Swoich sąsiadów zna doskonale Edward Białecki. Nawet 24 pietra w bloku i ponad 190 lokatorów to nie problem. Sąsiedzi dla niego nie są anonimowi:- Sąsiad jest do wszystkiego, do pomocy, do porozmawiania, w szachy grania, w karty grania i jeszcze można na niego liczyć w każdej sytuacji.
Przekonała sie o tym żona pana Edwarda. Pomoc sąsiadów jest bezcenna.
Zdzisława Białecka: Gdy chorujemy to jedna drugiej pomoże, jak to kobiety. Czy po prostu jak potrzebuję coś załatwić, nie mam możliwości ja to ona idzie i tak sąsiedzka przyjaźń na katowickim osiedlu kwitnie.
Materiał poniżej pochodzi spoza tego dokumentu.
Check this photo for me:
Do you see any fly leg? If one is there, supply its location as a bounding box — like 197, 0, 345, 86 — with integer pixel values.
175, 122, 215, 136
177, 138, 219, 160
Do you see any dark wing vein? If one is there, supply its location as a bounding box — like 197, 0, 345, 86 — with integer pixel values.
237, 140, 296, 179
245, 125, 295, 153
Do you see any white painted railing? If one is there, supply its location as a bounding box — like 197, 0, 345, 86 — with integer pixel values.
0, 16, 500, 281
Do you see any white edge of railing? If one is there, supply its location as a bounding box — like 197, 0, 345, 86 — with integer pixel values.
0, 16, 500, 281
Podobnie jak w jednej z kamienic w Rudzie Śląskiej.
Maria Hanusiak: To jest sprawa taka całkiem normalna, właśnie, że tego drugiego czlowieka spotykamy, rozmawiamy z nim i interesujemy się jego sprawami. Bo najgorsza w sąsiedzkich stosunkach jest obojętność.
Zdaniem Elzbiety Orszulik by to zmienieć wystarczy niewiele: -Szukać jakiegoś nawet może zwykłego usmiechu do sąsiada, może czasami miłego słowa, ale trzeba zaczynać od siebie, by nie było konfliktu i niepotrzebnych kłótni. W naszej klatce w ogóle nie ma kłótni, bo jak się tu kłócić skoro atmosfera prawdziwie rodzinna.
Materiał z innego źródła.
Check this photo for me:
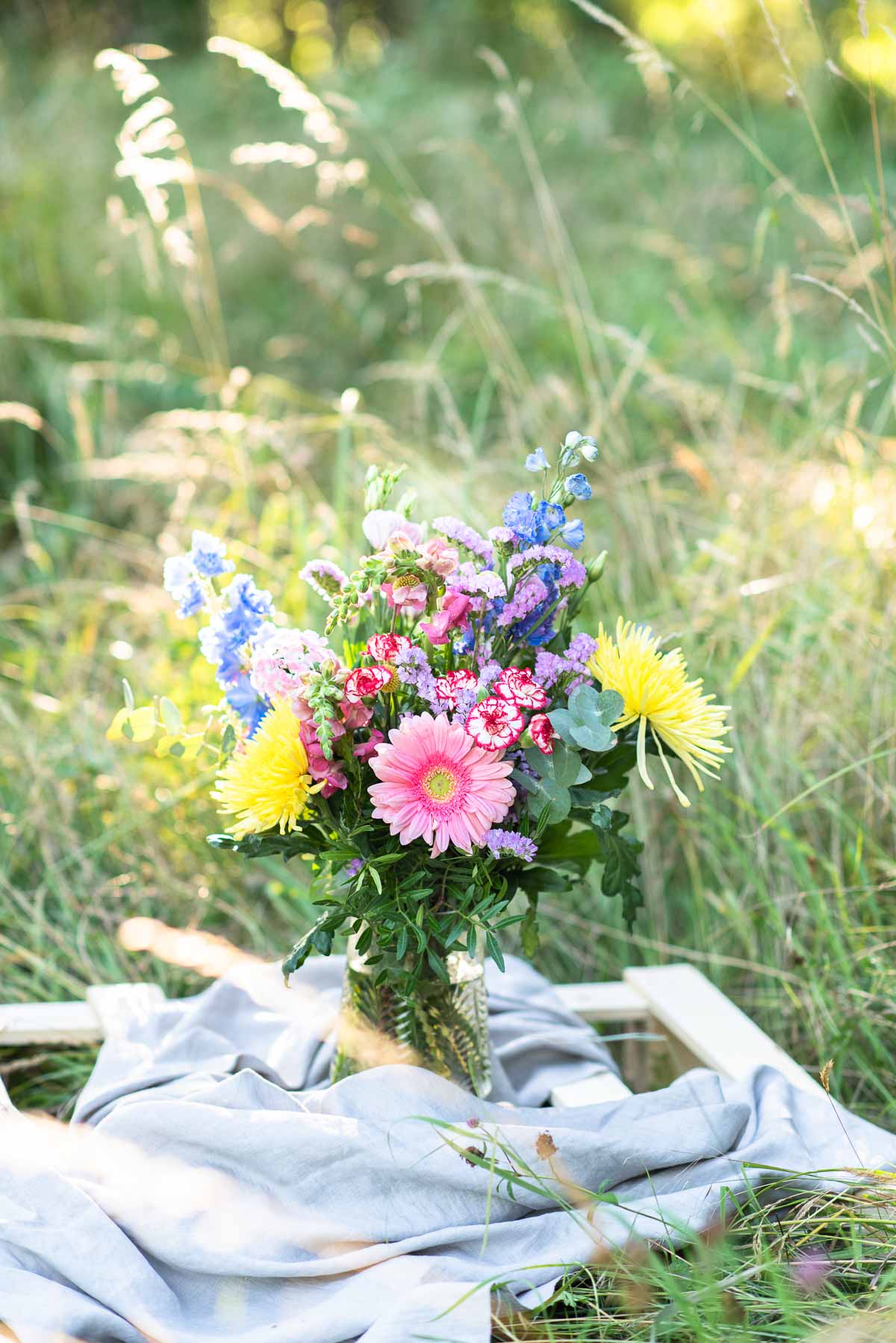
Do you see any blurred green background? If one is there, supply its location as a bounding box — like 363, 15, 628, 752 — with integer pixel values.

Pani Danuta Pieniążek od 23 lat mieszka w familoku, zna wszystkich sąsiadów: -Z sąsiadami żyje się dobrze, nie ma kłótni, zwady, nic nie ma, jest fajnie super, bo jest na kogo liczyć.
Taka sąsiedzka znajomość zdaniem socjologów wynika z potrzeby przyjażni i kontaktu. Teraz niestety się to zmienia.
Krzysztof Łęcki, socjolog: – Dzisiaj chcemy miec pewność, że ludzie którzy obok nas mieszkają to są ludzie obok których w ogóle można mieszkać.
Nie zawsze sąsiedzkie stosunki to sielanka. Wiedzą o tym Romowie często prześladowanni.
Sebastian Mirga: W sumie to nie ma takich dużych komplikacji, jak było ze skinami, to już było i się skończyło, teraz się żyje, jak się żyje.